Tuesday, March 23, 2010

videoky, cockfighting and mangos. oh my!

the next morning we flew straight to cebu.
fine with me. honestly this was just a trip of 'going with the flow.'
we were not in cebu for too long and we were trying to find a way to get to moalboal (a beach town with good diving and waterfalls). as the boys were bargaining with a car driver...i looked around. ok...i straight up stared.

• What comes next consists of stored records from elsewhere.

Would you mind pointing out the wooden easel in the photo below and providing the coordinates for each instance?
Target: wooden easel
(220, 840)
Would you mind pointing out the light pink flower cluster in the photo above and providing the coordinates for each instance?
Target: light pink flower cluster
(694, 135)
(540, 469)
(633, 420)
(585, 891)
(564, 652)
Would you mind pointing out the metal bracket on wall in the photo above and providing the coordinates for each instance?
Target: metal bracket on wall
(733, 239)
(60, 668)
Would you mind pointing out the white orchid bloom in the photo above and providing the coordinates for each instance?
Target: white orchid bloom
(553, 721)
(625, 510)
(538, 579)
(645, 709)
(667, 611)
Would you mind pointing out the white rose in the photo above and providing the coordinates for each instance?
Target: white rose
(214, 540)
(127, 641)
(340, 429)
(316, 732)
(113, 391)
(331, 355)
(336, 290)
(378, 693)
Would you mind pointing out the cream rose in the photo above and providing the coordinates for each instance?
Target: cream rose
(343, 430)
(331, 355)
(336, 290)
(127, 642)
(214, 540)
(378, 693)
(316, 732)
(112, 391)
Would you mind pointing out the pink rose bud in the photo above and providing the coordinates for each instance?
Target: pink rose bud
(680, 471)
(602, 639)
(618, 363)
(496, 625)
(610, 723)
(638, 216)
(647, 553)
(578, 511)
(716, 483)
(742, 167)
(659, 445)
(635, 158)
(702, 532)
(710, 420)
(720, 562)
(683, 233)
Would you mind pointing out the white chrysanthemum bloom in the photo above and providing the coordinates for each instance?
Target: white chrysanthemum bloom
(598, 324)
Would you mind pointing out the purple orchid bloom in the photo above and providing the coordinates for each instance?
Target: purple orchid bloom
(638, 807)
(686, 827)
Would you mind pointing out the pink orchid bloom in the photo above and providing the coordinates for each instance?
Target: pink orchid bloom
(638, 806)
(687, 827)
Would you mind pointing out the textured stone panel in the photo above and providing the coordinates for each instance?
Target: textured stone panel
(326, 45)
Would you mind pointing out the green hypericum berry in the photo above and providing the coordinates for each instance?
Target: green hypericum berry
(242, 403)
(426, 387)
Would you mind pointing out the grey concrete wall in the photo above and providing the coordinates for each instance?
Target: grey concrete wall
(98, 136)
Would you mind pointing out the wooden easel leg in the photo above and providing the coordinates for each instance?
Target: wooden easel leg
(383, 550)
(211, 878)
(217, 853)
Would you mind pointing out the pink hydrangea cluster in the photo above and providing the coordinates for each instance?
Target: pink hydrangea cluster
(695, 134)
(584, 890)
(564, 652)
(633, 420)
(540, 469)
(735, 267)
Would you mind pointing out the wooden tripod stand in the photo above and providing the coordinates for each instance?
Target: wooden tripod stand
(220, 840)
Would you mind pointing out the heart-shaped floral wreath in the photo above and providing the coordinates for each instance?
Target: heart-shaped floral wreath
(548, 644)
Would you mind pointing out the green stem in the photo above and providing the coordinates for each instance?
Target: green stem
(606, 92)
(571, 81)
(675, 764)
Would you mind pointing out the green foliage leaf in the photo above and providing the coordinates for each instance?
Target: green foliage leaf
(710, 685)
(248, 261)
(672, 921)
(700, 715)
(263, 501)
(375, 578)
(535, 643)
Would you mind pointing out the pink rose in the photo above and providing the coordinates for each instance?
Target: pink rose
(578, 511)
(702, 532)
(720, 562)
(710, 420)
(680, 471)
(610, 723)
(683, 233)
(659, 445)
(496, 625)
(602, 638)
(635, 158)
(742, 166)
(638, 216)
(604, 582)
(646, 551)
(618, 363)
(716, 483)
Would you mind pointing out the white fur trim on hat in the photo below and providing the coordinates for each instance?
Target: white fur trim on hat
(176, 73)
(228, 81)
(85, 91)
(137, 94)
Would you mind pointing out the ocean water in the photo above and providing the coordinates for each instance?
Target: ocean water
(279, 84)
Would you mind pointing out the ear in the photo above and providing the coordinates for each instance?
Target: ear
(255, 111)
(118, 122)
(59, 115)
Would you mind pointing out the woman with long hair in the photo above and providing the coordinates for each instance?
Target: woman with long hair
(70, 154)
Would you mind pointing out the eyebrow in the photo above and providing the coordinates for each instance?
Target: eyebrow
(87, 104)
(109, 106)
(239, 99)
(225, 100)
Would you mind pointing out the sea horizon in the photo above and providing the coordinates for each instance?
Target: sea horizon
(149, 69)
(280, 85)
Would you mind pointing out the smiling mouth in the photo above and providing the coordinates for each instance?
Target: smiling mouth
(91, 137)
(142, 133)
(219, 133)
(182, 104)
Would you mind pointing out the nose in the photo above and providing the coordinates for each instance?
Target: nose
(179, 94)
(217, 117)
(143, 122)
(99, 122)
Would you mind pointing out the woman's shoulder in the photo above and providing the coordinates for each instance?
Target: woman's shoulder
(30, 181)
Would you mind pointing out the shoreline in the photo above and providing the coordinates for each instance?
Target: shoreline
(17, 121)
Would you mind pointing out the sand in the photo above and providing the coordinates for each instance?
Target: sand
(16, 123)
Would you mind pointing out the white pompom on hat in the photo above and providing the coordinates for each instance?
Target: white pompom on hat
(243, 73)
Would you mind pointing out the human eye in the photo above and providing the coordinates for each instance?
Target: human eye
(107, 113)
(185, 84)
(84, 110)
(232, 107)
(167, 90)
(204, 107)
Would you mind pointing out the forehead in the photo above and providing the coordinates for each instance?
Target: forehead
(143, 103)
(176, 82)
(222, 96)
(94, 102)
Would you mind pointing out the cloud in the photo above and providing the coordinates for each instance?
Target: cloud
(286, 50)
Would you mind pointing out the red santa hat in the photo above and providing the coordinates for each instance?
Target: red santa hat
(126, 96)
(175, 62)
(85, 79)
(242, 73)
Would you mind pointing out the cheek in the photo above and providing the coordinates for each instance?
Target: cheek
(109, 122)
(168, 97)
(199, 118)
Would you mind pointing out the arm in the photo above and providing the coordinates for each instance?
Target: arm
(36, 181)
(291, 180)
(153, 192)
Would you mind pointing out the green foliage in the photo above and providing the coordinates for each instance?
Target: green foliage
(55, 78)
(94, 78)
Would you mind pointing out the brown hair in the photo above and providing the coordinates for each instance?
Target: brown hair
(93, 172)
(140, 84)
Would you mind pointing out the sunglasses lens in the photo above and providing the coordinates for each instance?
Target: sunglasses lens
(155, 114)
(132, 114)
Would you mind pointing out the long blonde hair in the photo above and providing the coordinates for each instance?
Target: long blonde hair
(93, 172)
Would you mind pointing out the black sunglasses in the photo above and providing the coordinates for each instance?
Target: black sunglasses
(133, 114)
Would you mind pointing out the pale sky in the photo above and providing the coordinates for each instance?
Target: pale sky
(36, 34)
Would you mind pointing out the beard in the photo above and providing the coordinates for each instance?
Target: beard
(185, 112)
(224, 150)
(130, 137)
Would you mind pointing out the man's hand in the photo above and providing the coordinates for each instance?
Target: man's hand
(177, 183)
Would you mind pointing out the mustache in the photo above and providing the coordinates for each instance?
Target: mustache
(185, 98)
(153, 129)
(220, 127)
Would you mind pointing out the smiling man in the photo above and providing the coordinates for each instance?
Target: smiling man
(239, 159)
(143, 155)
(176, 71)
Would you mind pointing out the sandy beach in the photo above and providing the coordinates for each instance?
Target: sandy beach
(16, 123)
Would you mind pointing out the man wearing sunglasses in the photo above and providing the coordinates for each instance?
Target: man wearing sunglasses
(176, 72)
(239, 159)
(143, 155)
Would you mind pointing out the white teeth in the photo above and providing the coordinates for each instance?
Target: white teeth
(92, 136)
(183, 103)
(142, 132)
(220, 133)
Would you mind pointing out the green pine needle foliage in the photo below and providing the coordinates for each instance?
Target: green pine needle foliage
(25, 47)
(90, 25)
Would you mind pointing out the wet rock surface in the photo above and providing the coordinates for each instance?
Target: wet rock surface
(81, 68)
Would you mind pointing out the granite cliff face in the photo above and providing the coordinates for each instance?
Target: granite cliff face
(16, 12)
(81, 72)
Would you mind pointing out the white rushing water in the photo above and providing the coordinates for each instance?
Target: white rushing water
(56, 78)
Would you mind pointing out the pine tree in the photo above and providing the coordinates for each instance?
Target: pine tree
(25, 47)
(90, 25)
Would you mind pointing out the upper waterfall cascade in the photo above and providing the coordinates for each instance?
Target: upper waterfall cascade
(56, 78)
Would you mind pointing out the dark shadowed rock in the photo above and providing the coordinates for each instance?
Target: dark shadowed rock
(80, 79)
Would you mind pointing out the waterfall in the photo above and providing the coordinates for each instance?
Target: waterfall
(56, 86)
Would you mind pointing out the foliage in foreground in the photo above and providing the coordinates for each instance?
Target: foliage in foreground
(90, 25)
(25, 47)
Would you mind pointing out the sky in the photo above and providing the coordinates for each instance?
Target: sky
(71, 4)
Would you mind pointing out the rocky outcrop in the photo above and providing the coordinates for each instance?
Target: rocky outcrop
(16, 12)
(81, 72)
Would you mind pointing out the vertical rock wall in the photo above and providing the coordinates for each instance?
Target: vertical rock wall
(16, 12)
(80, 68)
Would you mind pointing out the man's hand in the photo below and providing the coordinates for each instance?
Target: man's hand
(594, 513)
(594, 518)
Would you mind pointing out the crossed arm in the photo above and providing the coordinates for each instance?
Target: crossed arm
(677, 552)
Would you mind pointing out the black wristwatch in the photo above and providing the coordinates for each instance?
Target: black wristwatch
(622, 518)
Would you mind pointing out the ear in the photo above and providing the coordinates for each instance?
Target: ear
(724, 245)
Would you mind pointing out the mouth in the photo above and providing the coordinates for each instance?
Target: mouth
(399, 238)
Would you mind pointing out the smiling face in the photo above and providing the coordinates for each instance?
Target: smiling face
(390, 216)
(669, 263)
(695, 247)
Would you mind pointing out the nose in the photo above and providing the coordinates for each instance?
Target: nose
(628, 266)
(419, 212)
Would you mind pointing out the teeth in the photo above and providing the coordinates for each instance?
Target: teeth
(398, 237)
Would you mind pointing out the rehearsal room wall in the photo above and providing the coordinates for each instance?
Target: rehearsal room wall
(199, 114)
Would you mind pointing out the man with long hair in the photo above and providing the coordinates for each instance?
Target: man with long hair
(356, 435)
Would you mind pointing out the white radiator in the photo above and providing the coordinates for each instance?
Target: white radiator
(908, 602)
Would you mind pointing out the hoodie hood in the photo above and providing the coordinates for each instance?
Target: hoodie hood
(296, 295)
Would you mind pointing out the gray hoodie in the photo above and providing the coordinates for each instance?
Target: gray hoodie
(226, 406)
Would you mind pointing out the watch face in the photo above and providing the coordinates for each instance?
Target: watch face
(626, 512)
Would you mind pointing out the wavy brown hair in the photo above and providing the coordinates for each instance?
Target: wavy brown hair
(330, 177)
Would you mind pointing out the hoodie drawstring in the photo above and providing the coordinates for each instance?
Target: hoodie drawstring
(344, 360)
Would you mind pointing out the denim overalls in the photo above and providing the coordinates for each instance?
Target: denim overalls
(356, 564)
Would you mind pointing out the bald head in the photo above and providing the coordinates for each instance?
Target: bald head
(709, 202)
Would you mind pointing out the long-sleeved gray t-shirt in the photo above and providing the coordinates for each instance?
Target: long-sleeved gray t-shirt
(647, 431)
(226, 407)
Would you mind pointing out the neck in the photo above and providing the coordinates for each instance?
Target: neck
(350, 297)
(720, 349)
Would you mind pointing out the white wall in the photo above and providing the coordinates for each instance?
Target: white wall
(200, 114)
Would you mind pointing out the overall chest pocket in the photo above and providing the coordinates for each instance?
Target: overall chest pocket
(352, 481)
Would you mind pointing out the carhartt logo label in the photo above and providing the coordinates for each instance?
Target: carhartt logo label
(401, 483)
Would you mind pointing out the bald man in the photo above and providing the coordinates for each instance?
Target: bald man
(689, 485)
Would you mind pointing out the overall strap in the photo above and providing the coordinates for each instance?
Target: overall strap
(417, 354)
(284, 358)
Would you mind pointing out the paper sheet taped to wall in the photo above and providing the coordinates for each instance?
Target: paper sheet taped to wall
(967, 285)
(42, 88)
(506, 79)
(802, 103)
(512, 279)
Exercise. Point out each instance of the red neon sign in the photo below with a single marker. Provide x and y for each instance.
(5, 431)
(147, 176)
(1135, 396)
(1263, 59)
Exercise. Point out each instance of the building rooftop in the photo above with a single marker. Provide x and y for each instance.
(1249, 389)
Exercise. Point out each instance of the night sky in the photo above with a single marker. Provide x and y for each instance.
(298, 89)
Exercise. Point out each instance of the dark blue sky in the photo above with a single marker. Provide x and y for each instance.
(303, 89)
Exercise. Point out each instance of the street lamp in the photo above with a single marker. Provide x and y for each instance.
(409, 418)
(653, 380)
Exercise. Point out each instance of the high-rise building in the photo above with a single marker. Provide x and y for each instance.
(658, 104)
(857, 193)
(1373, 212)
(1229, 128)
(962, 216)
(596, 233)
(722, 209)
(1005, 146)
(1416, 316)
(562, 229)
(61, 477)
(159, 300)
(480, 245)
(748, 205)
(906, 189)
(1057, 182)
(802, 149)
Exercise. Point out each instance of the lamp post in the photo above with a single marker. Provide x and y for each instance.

there was a very dirty little naked boy who didnt even look two years old, he was wondering around, really close to the street. he didnt look like he belonged to anyone. two other small boys were begging us for money. other kids were playing around us...one of them fell and i instinctively went to help him, all the other kids pointed fingers and laughed. he started to cry. and i tried scolding the other kids. ha. and then they started pointing fingers and laughing at me. and then in the middle of the chaos a marching band comes by. a full out marching band, with trumpets and drums. no one really reacted. there are kids trying to sell us water and corn and the sound of roasters is inescapable.
where the hell are we?
as we took the bus to moalboal, you realize we (me and the filipinos) are staring at each other. some of the towns we went to had never had tourist (i dont really like that word). in fact one town we got surrounded. and the police came because they thought there was a riot or something. we were just looking for an ATM. and everyone smiled at us and wanted to give us a ride on their tricycles (and our money of course).
i came for unknown reasons...knowing that it would be an experience none the less.
philippines is a place i will never forget. and although all these 'experiences' may change me and may be 'enlightening'...there are times during my trip when i get this fear and agitation that my traveling has become trivial. and nothing seems more important than being home. not because of the shallow comforts that i have done nothing to deserve. not because of a warm shower or clean water. not because i want to sleep in my own bed. but because this is where the people i love that most are. and i wouldnt really consider it 'home sick.' more of a calling. a calling to to go. and a calling to come back.